PETALING JAYA: Bursa Malaysia Bhd could be mulling a revision of its listing and clearing fees, which will be positive for the stock exchange operator’s revenue.

CIMB Research, which hosted a non-deal roadshow for Bursa last week, said that Bursa management stated that the exchange’s rates for the listing and clearing fees are lower than those charged by the Singapore Exchange Ltd (SGX), leading the research firm to believe that the company may have plans to revise the rates.

If this happens, it would be positive for Bursa’s revenue.

“We estimate that every 1% increase in the clearing and listing income will raise Bursa’s net profit by 0.7% and 0.2%, respectively,” CIMB Research said in a report.

Currently, the annual listing fee for listed companies on the Main Market of Bursa Securities is fixed at 0.0025% of the total market value of the issued capital of the companies, subject to a minimum fee of RM20,000 and a maximum fee of RM100,000. CIMB Research said it understood that the cap and floor for the SGX’s fees are higher.

The research house noted that the current clearing fee is charged at a rate of three basis points (bps) of the value of the trade with a cap of RM1,000. Because of the cap, the effective clearing fee rate is 2.35 bps. Comparatively, the clearing fee rate for the SGX is much higher at 3.25 bps with no cap.

“Based on the above, we think that there is scope for Bursa to improve its listing and clearing fees. For the listing fee, Bursa could increase the ceiling and floor for the fee charged. For the clearing fee, we think that Bursa could reduce that rate but withdraw the cap. This will lead to an increase in the clearing fee’s effective rate,” the research firm said.

Clearing and listing fees accounted for 33.2% and 10.6%, respectively, of Bursa’s total revenue in the financial year ended Dec 31, 2016 (FY16). However, the potential enhancement of Bursa’s revenue from the rate revisions could be partly offset by a possible drop in trading value arising from the higher cost of trading.

In CIMB Research’s view, the higher listing fee would not have a significant impact on Bursa Securities as a listing destination for companies.

“The existing listing fee of RM20,000 to RM100,000 is relatively low as a percentage of the listed companies’ total costs.
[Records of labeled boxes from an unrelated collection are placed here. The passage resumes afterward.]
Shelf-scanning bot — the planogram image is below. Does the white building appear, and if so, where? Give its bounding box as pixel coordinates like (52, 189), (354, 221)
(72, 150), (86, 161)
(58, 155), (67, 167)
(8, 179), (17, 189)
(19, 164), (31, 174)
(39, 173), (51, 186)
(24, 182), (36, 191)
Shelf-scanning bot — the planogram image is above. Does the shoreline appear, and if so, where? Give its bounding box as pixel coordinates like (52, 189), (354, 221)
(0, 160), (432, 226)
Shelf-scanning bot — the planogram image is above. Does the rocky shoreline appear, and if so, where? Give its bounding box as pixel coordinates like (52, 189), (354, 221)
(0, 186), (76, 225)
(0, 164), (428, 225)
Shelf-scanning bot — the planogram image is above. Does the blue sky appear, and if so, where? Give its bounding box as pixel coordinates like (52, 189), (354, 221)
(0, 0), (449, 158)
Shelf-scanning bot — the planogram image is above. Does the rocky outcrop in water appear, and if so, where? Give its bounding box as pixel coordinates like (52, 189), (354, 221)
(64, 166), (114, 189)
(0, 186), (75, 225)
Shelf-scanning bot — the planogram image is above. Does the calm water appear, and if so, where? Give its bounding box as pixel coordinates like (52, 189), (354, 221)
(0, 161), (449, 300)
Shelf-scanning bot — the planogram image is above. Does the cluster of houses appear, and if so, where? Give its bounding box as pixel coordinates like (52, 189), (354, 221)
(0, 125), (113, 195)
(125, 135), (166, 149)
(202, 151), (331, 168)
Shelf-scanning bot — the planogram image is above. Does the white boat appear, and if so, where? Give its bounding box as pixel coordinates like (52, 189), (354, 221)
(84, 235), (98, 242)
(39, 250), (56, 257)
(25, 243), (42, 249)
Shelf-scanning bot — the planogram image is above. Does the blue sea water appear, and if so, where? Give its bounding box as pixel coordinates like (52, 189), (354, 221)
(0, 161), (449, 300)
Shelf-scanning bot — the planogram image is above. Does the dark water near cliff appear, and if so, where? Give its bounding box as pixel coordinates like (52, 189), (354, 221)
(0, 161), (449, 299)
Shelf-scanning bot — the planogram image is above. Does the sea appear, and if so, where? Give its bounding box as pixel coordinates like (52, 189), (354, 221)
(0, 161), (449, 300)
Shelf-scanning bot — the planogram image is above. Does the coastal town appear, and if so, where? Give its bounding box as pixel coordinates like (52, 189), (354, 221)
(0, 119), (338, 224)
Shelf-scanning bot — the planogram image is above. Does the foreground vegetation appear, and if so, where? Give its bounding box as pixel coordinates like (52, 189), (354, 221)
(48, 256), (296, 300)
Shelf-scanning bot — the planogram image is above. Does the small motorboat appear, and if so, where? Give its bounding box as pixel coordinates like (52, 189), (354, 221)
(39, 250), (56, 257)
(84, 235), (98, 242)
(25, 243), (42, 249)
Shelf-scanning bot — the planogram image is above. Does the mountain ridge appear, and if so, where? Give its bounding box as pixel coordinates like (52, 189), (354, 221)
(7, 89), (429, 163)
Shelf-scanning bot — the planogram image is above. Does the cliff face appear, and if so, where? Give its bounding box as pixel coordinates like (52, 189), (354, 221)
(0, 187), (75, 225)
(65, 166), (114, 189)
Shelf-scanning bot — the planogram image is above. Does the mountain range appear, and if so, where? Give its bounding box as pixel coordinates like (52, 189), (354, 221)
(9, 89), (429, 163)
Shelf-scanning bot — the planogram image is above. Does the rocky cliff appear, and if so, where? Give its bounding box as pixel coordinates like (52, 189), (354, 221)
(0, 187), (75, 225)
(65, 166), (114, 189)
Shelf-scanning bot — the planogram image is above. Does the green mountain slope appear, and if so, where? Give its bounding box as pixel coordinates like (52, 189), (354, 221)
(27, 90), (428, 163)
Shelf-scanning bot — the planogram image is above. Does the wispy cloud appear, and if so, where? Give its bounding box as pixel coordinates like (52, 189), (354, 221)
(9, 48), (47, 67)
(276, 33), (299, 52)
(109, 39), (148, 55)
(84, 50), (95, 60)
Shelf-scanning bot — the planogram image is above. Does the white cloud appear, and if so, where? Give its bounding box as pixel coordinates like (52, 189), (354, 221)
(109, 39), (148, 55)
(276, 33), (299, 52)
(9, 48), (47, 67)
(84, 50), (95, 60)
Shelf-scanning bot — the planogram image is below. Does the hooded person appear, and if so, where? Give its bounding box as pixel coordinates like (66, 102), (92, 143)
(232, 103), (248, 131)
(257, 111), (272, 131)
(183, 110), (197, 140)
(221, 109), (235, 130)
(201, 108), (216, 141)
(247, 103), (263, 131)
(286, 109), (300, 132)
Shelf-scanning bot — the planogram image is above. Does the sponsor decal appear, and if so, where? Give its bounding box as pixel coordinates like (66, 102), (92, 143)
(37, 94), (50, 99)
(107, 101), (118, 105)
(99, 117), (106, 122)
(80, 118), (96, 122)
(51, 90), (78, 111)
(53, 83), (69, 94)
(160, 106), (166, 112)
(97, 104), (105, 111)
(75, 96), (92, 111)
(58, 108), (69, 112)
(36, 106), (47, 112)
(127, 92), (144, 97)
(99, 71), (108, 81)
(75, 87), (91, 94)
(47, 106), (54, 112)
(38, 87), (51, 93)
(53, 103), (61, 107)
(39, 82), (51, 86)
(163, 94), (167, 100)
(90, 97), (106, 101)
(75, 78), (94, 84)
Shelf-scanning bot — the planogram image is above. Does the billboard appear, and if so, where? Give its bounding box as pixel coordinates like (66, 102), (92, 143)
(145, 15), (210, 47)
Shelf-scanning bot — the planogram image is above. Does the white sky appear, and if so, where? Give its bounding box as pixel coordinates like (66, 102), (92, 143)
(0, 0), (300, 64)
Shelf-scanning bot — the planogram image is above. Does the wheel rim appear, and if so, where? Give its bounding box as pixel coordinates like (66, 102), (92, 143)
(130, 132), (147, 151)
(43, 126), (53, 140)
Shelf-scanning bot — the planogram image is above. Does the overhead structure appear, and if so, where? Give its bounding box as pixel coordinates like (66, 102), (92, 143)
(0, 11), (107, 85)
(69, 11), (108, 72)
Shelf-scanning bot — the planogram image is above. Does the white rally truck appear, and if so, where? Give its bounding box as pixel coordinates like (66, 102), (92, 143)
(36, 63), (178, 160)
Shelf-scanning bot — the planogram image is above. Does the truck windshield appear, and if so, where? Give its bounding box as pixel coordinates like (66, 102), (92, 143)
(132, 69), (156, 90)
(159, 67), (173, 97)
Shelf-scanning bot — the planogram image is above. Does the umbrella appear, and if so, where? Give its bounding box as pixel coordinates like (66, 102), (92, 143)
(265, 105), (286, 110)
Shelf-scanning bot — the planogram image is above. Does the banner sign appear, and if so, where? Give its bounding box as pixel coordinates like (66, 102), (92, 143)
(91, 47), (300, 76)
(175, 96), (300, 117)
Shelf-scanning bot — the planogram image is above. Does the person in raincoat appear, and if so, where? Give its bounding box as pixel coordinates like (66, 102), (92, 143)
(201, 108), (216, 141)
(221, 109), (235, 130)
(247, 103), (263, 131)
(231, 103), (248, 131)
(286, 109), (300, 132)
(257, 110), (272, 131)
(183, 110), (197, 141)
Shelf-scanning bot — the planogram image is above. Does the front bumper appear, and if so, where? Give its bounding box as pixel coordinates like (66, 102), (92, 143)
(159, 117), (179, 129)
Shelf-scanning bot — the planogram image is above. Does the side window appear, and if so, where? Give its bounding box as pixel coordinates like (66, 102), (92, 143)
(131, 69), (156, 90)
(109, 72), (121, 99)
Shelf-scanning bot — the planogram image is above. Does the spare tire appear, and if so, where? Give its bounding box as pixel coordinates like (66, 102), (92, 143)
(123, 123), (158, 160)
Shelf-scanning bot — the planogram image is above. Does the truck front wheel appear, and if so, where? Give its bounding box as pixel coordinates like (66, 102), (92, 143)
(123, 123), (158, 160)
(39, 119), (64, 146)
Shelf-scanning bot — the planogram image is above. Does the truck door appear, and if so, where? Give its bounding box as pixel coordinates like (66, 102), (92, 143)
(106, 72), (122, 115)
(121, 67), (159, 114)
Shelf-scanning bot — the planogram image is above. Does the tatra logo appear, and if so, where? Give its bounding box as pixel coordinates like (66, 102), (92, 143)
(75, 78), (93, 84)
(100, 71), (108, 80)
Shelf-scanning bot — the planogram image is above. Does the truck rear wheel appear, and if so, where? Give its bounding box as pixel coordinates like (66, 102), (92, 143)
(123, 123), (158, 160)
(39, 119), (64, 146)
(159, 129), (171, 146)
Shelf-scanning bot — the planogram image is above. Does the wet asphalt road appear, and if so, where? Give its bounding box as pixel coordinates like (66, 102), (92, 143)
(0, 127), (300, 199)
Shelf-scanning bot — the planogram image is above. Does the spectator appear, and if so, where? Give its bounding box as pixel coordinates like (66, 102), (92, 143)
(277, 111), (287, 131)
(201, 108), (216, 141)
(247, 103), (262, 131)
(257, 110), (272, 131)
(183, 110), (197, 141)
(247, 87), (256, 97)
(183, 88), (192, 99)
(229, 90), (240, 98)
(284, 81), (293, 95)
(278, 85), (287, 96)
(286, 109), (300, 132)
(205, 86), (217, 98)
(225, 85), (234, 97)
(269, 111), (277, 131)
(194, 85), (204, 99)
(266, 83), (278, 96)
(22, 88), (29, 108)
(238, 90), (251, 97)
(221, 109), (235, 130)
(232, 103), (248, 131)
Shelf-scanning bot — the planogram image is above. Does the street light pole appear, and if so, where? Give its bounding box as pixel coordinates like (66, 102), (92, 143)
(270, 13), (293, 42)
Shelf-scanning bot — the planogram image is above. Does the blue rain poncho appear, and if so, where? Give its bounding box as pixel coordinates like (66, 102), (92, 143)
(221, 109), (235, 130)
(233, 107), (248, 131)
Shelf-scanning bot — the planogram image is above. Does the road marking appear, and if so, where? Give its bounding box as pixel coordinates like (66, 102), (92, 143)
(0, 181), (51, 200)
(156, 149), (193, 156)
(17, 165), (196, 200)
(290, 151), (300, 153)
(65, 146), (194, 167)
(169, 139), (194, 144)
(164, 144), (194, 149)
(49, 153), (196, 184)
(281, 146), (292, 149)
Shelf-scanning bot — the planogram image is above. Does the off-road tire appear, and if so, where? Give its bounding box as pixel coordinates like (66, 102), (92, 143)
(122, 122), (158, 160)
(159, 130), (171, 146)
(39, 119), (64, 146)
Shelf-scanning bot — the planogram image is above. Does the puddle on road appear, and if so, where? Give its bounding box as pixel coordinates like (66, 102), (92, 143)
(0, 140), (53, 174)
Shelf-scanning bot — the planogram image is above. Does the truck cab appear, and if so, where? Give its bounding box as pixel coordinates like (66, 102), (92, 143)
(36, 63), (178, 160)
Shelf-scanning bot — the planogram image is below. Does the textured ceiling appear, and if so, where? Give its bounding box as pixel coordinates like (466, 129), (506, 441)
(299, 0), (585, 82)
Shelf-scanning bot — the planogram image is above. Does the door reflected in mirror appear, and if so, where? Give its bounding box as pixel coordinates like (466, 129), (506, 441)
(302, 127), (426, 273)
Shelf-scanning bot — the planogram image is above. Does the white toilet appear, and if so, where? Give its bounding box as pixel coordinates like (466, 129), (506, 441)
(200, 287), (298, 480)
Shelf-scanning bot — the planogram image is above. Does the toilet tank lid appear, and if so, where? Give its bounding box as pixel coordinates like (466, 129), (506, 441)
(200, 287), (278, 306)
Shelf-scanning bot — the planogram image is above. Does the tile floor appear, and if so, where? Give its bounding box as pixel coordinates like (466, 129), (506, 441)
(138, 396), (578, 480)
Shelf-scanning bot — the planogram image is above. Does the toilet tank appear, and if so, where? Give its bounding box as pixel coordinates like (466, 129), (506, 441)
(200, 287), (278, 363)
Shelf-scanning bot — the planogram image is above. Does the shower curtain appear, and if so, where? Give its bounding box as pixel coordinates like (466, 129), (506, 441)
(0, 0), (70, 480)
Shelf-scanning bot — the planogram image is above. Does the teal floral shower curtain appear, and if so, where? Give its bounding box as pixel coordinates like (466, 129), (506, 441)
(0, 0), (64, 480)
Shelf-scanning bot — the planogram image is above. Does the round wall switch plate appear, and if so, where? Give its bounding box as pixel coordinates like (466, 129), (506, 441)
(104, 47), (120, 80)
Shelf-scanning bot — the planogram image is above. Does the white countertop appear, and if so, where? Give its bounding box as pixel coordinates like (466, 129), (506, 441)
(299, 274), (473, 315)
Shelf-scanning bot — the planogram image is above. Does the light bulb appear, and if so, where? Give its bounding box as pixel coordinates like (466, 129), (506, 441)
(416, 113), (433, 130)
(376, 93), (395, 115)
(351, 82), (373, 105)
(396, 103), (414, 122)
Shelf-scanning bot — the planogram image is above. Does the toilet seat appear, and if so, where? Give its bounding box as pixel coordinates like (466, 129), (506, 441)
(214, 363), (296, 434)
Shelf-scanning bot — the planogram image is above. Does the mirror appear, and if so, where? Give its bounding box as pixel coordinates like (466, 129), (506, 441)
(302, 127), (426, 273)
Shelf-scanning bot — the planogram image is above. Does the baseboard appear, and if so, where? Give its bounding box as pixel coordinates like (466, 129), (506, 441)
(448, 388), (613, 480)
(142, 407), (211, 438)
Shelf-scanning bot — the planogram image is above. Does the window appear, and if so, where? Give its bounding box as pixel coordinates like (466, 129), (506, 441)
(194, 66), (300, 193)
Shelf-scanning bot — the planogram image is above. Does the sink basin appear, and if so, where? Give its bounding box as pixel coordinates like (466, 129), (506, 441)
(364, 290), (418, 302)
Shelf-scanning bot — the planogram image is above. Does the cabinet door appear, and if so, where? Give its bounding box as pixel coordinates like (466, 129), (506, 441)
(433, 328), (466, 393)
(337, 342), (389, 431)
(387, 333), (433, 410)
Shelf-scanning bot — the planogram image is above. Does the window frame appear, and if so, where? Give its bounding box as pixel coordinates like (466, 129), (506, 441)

We think that any increase in listing fees would be easily absorbed by the (prospective) listed companies.”

Elsewhere, the exchange also has plans to launch more products in the derivatives market.

Bursa currently offers 13 products in the derivatives market.

“We gather that one of the products in the pipeline is the currency futures contract, probably ringgit/US dollar and ringgit/yuan.

“However, it may take a longer time to launch this, as it needs the approval of Bank Negara.”

The research firm said it is positive on any potential launch of new products, as this would increase Bursa’s revenue from the derivatives business.

It noted that Bursa’s derivatives trading income had slid by 5.8% year-on-year (y-o-y) to RM21.2mil in the first quarter of FY17 (Q1’17) despite the 7.3% y-o-y increase in the average daily contracts to 62,100 in the derivatives market.

The management explained that the decline could be attributed to the downward revision of the guarantee fee rate from 0.5% per annum in 2016 to 0.3% per annum in Q1’17 imposed on the margins on contracts’ open positions.

On another note, CIMB Research is also of the view that Bursa had the scope to declare a special dividend, given its strong cash position and yearly cashflow.

“We estimate that Bursa had total excess cash of about RM150mil as at end-March 2017. Assuming all of this is paid out, the potential maximum special dividend will be 28 sen per share, translating into an additional yield of 2.7%.

“If 50% of this is paid out, then the special dividend would be 14 sen per share or an additional dividend yield of 1.4%,” said the research firm, retaining its “hold” call on Bursa, as it believes the positives have been largely priced in at the current valuations.

For Q1’17 ended March 31, Bursa’s net profit after tax and minority interests increased by 13.4% to RM56.6mil as compared to the same period last year.